Mental Health Care Use Among the Most Religious Jews and Muslims in Israel: Opportunities for Faith-Based Interventions?

Thursday, 14 July 2016: 16:00
Location: Hörsaal 21 (Main Building)
Oral Presentation
Ephraim SHAPIRO, Ariel University, Israel, Columbia, USA
Irit ELROY, Myers-JDC-Brookdale Institute, Israel
Background: Involvement in a religious community can affect its members   in many ways beyond religious ones, including health-related impacts. The most traditionally religious segments of Israeli society, including both Jews and Muslims, have distinctive attitudes, behaviors and demographics, all of which can impact appropriate use of mental health services. Israel recently implemented mental healthcare system policy reform, with uncertain impact on utilization among subgroups. Prior research found some underutilization among the most religious Israelis despite universal health insurance yet the topic has been understudied.

Research Questions: 1) To what extent do Haredi/ultraorthodox Jews and traditional Arab Muslims in Israel seek and/or receive mental healthcare? 2) Do results vary by key subgroups including religion and socioeconomic status?  3) What faith-based interventions can potentially be developed to increase use of needed mental health services among these religious groups?
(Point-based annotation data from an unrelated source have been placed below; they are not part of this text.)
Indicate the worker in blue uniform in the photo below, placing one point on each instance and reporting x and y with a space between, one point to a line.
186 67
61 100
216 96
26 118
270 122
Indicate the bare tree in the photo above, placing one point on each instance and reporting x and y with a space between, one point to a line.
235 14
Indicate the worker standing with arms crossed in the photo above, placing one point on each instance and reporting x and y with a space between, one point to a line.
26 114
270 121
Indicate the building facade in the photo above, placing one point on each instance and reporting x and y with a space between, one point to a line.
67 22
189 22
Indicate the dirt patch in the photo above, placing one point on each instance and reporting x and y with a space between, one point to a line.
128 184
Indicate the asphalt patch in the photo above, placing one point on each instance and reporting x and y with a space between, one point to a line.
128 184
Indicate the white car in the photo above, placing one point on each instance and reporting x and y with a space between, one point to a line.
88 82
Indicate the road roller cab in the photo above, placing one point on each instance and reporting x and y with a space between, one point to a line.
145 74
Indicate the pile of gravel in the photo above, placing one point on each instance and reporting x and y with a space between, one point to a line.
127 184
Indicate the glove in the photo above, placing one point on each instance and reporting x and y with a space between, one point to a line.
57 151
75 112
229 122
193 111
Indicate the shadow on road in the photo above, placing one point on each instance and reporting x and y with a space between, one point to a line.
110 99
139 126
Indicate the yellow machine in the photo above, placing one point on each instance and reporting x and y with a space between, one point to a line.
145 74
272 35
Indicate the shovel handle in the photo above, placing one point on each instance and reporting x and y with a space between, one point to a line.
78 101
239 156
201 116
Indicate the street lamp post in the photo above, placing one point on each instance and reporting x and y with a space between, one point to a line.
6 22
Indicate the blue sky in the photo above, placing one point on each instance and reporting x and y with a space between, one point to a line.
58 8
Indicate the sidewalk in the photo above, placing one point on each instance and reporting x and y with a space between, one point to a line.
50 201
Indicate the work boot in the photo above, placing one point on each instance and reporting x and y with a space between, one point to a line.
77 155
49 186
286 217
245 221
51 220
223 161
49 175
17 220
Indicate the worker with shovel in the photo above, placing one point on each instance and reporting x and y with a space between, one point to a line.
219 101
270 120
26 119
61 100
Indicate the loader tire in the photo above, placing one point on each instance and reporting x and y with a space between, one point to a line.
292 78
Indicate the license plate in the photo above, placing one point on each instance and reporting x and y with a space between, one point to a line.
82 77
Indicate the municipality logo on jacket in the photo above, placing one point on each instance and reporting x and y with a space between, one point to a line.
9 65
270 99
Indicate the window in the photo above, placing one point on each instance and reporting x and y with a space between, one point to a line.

Methodology/Results: This is a mixed methods study. A random-sample survey of all Israelis conducted in 2013 was analyzed. Outcomes included mental healthcare utilization measures and attitudinal measures related to potential barriers. Religious group was categorized by self-report. Univariate and bivariate analyses were performed using health, religious, and socioeconomic factors. Chi-square statistics were produced. Over 2000 Israelis were surveyed including 275 Haredi/ultraorthodox  Jews and 200 traditional Muslims.  Barriers such as stigma, lack of information  and inadequate referrals were identified.  Variations were found by religious and socioeconomic subgroups.  Key informant interviews with 20 religious, community and medical leaders were conducted and analyzed. Faith-based intervention opportunities  to help overcome these barriers were identified.

Conclusions: Opportunities exist to leverage social and religious capital in faith-based organizations-to improve the health of their communities and reduce inequalities. Culturally-sensitive interventions can be developed to increase appropriate mental healthcare system utilization for religious Israelis. This issue is particularly timely after mental health reform when exist opportunities to change relevant attitudes and behaviors.